Я чуть не повалился на спину, получив по затылку стволом автомата. Но все равно не мог оторваться от проема десантного люка, глядя на уходящую вниз красно-бурую пустыню… Мало кто на Марсе такое мог видеть! Да и, к слову сказать, я ни разу в жизни не летал на вертолете, хоть и видал их на военной базе еще на Земле.

Моего плеча коснулась рука Ирины, которая оперлась мне почти на шею, чтобы не упасть, и тоже села рядом на пол.

— Дэн, ты как? — спросила она, заглядывая мне в лицо. — С тобой все в порядке?

— Нормально, — ответил я, вытирая ладонью пот с грязного лба.

— Ты чем-то недоволен, что с тобой? — Голос ее был взволнован, она тяжело дышала.

— Да как-то мы легко и красиво свалили, — сказал я, — странно это…

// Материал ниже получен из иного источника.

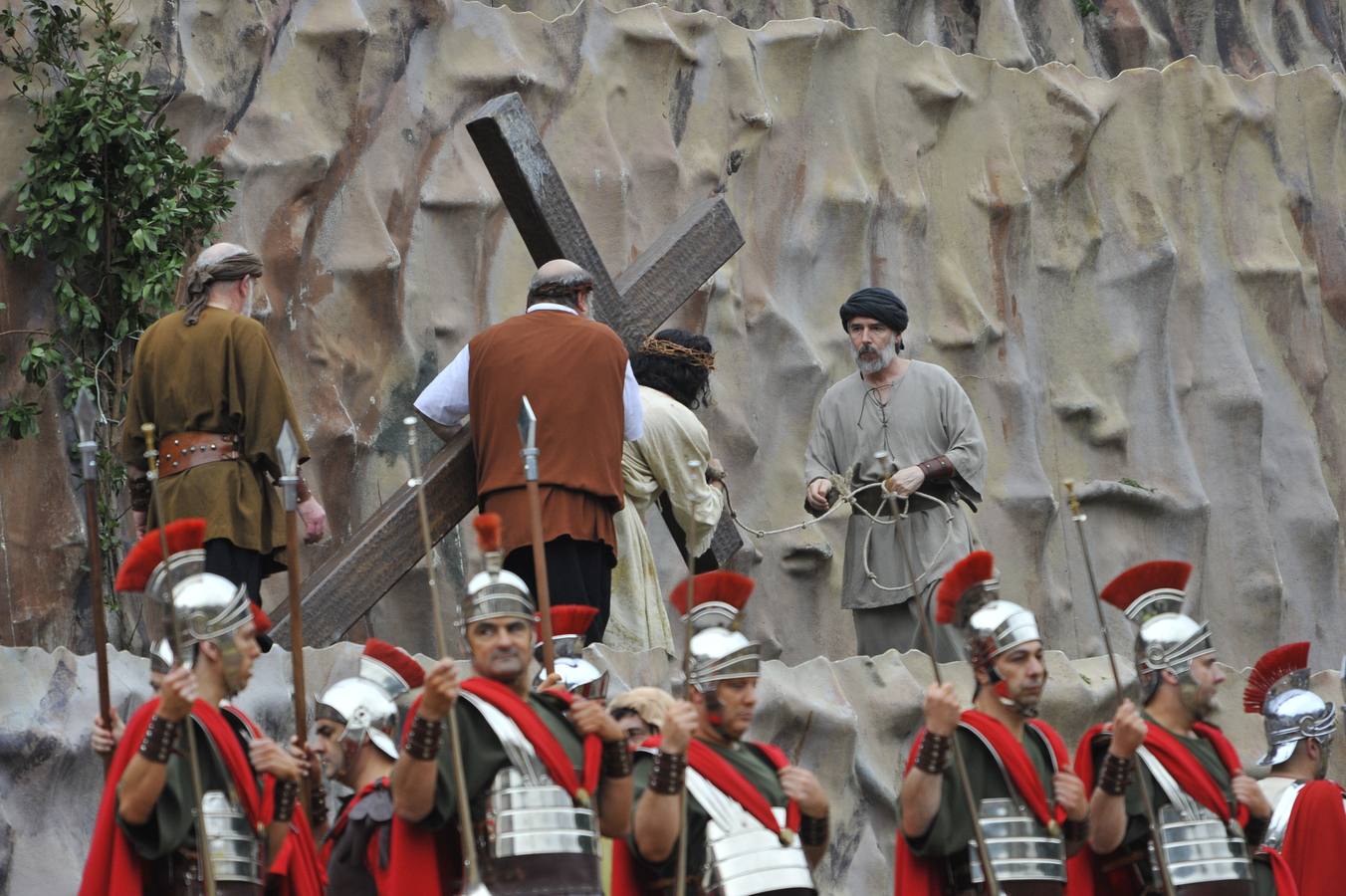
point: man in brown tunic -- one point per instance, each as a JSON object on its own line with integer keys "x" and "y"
{"x": 577, "y": 378}
{"x": 207, "y": 379}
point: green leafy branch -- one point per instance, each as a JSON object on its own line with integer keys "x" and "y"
{"x": 110, "y": 203}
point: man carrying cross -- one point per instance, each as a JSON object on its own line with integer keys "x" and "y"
{"x": 576, "y": 375}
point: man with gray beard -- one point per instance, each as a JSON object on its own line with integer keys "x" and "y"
{"x": 920, "y": 414}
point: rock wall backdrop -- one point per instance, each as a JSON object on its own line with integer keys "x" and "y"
{"x": 849, "y": 722}
{"x": 1138, "y": 275}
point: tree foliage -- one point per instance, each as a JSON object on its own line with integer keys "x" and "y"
{"x": 110, "y": 203}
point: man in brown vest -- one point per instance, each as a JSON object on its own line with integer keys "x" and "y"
{"x": 577, "y": 378}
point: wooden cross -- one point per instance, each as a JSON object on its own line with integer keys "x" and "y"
{"x": 340, "y": 590}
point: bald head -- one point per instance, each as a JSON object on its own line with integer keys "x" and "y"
{"x": 561, "y": 282}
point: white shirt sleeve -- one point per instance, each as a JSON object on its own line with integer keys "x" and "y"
{"x": 634, "y": 414}
{"x": 444, "y": 398}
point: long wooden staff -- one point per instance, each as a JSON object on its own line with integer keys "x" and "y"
{"x": 528, "y": 437}
{"x": 203, "y": 862}
{"x": 87, "y": 416}
{"x": 680, "y": 876}
{"x": 1078, "y": 516}
{"x": 467, "y": 843}
{"x": 989, "y": 872}
{"x": 287, "y": 450}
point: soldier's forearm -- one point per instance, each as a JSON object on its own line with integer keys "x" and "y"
{"x": 1107, "y": 822}
{"x": 657, "y": 825}
{"x": 921, "y": 792}
{"x": 140, "y": 787}
{"x": 413, "y": 787}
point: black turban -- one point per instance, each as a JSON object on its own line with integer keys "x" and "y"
{"x": 878, "y": 303}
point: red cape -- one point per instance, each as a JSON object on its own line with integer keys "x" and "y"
{"x": 1085, "y": 865}
{"x": 920, "y": 876}
{"x": 424, "y": 861}
{"x": 729, "y": 780}
{"x": 113, "y": 866}
{"x": 1315, "y": 839}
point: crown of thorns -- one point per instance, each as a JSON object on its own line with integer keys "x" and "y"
{"x": 668, "y": 348}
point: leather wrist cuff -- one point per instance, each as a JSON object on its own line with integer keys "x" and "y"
{"x": 937, "y": 468}
{"x": 933, "y": 754}
{"x": 1115, "y": 776}
{"x": 286, "y": 793}
{"x": 156, "y": 746}
{"x": 669, "y": 774}
{"x": 424, "y": 739}
{"x": 140, "y": 494}
{"x": 616, "y": 759}
{"x": 813, "y": 831}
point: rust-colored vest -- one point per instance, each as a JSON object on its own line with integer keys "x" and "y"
{"x": 572, "y": 370}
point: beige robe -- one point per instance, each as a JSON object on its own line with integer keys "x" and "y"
{"x": 652, "y": 464}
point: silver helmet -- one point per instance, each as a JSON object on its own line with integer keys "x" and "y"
{"x": 579, "y": 676}
{"x": 719, "y": 650}
{"x": 494, "y": 592}
{"x": 366, "y": 704}
{"x": 970, "y": 599}
{"x": 1151, "y": 596}
{"x": 1279, "y": 690}
{"x": 205, "y": 607}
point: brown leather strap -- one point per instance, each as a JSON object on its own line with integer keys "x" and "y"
{"x": 186, "y": 450}
{"x": 937, "y": 468}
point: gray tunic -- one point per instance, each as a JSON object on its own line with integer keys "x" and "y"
{"x": 926, "y": 414}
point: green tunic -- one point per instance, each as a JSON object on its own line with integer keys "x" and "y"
{"x": 1138, "y": 826}
{"x": 218, "y": 375}
{"x": 952, "y": 829}
{"x": 748, "y": 762}
{"x": 170, "y": 827}
{"x": 484, "y": 757}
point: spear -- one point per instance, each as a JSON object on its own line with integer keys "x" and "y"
{"x": 203, "y": 861}
{"x": 474, "y": 885}
{"x": 528, "y": 437}
{"x": 989, "y": 872}
{"x": 1078, "y": 516}
{"x": 680, "y": 876}
{"x": 287, "y": 450}
{"x": 87, "y": 414}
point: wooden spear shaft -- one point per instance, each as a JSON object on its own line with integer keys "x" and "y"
{"x": 1151, "y": 818}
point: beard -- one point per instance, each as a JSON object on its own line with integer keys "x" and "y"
{"x": 875, "y": 360}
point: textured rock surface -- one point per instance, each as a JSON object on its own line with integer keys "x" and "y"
{"x": 1140, "y": 282}
{"x": 863, "y": 717}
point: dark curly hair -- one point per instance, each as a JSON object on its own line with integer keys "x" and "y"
{"x": 687, "y": 382}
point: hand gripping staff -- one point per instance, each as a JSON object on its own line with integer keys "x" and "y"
{"x": 1078, "y": 516}
{"x": 87, "y": 414}
{"x": 287, "y": 450}
{"x": 473, "y": 872}
{"x": 960, "y": 766}
{"x": 203, "y": 862}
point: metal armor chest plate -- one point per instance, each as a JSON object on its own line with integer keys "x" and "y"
{"x": 527, "y": 812}
{"x": 742, "y": 857}
{"x": 1200, "y": 849}
{"x": 233, "y": 843}
{"x": 1020, "y": 848}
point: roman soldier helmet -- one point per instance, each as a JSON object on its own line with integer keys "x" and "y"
{"x": 719, "y": 650}
{"x": 579, "y": 676}
{"x": 205, "y": 607}
{"x": 970, "y": 600}
{"x": 1151, "y": 596}
{"x": 366, "y": 704}
{"x": 494, "y": 592}
{"x": 1277, "y": 689}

Я прокашлялся и сплюнул в люк.

— Так это же хорошо. — Ира крепко держала меня за локоть.

— Обычно все гораздо сложнее у нас, — задумчиво произнес я.

— Ну наконец-то! — услышал я голос Лайлы Бесстрашной.

— А вы куда, собственно, хотели попасть? — раздался наконец в эфире вокал нашего пилота.

— Нам наперехват никого не пошлют? — вместо ответа спросил я.

— А кого? — удивился тот. — Насколько я знаю, на три ангара пилот один — это я.

— А если глюк?

— Есть какие-то электромагнитные установки… Я, правда, только инструктаж проходил — сам не пользовался…

— А ПВО у вас тут есть в округе? — спросил я вновь.

— Плохо я помню тактические карты, — замялся Марсель, — тут они наверняка не подгружены… думаю, что вспомню примерно…

— Хотелось бы поточнее…

— Будет зависеть от того, куда мы наконец курс кладем… — Он слегка нервничал.

— Курс? — задумчиво повторил я. — Сейчас скажу… А до Невменян дотянем?

— Куда??? — Марсель пришел в замешательство.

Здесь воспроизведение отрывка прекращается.